Re: Using multiple extended statistics for estimates

Поиск
Список
Период
Сортировка
От Tomas Vondra
Тема Re: Using multiple extended statistics for estimates
Дата
Msg-id 20191114215125.awaa77vsihszguqk@development
обсуждение исходный текст
Ответ на Re: Using multiple extended statistics for estimates  (Mark Dilger <hornschnorter@gmail.com>)
Список pgsql-hackers
On Thu, Nov 14, 2019 at 01:17:02PM -0800, Mark Dilger wrote:
>
>
>On 11/14/19 12:04 PM, Tomas Vondra wrote:
>>Aha, I think I understand now - thanks for the explanation. You're right
>>the comment is trying to explain why just taking the last clause for a
>>given attnum is fine. I'll try to make the comment clearer.
>>
>>For the case with equal Const values that should be mostly obvious, i.e.
>>"a=1 AND a=1 AND a=1" has the same selectivity as "a=1".
>>
>>The case with different Const values is harder, unfortunately.

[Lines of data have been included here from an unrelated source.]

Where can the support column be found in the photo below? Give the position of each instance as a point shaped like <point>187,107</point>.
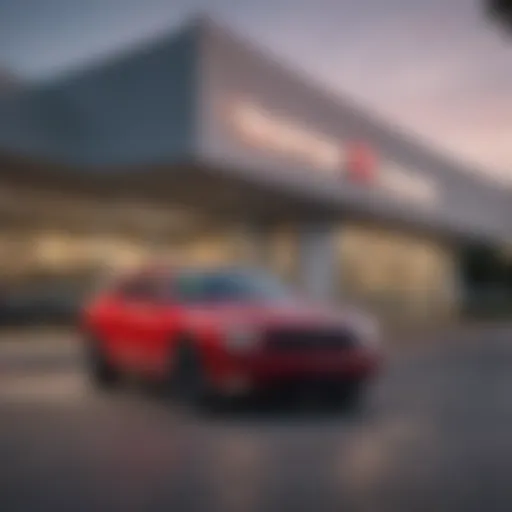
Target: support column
<point>318,262</point>
<point>253,244</point>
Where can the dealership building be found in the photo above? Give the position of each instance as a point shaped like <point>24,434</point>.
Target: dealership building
<point>202,148</point>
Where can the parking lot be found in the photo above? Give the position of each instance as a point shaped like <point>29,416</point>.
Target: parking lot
<point>434,436</point>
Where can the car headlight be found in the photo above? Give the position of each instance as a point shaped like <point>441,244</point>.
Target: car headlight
<point>241,338</point>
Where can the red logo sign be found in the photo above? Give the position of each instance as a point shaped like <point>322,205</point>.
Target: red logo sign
<point>360,163</point>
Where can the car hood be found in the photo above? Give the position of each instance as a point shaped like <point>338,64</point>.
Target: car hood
<point>276,314</point>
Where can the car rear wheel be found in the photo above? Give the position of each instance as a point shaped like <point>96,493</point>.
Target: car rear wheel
<point>101,371</point>
<point>188,383</point>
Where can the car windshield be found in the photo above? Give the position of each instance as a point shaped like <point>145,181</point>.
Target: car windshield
<point>228,286</point>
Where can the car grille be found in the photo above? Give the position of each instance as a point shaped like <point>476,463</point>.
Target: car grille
<point>308,339</point>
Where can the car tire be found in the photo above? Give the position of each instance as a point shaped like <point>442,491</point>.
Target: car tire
<point>102,372</point>
<point>188,383</point>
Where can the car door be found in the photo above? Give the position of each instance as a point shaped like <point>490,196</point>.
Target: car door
<point>145,325</point>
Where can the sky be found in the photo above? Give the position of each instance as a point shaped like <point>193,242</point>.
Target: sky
<point>438,68</point>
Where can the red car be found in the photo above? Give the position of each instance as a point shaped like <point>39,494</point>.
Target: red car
<point>224,332</point>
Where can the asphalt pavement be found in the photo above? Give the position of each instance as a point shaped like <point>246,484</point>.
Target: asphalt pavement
<point>435,436</point>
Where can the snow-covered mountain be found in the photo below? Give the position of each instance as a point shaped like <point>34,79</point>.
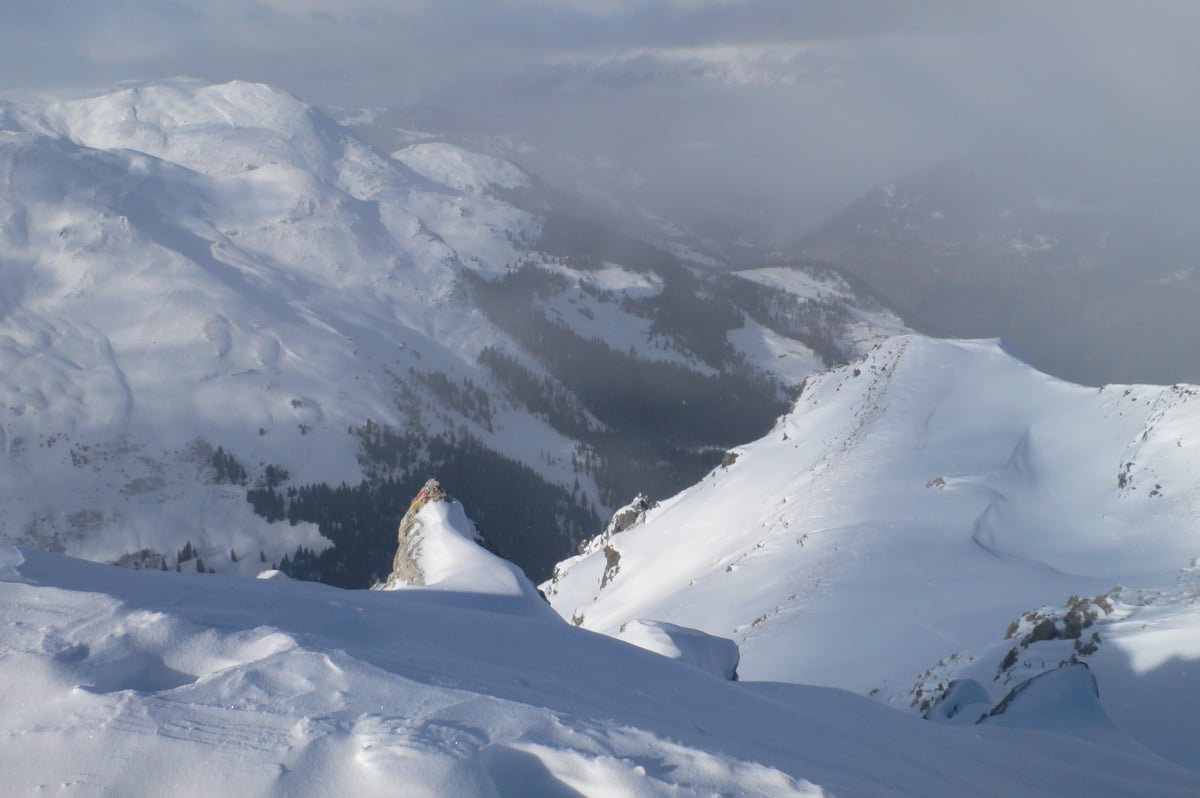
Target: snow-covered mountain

It might
>>seem obvious that "a=1 AND a=2" means there are no matching rows, but
>>that heavily relies on the semantics of the equality operator. And we
>>can't simply compare the Const values either, I'm afraid, because there
>>are cases with cross-type operators like
>>
>>  a = 1::int AND a = 1.0::numeric
>>
>>where the Consts are of different type, yet both conditions can be true.
>>
>>So it would be pretty tricky to do this, and the current code does not
>>even try to do that.
>>
>>Instead, it just assumes that it's mostly fine to overestimate, because
>>then at runtime we'll simply end up with 0 rows here.
>
>I'm unsure whether that could be a performance problem at runtime.
>
>I could imagine the planner short-circuiting additional planning when
>it finds a plan with zero rows, and so we'd save planner time if we
>avoid overestimating.  I don't recall if the planner does anything like
>that, or if there are plans to implement such logic, but it might be
>good not to rule it out.  Tom's suggestion elsewhere in this thread to
>use code in predtest.c sounds good to me.
>

No, AFAIK the planner does not do anything like that - it might probaly
do that if it could prove there are no such rows, but that's hardly the
case for estimates based on approximate information (i.e. statistics).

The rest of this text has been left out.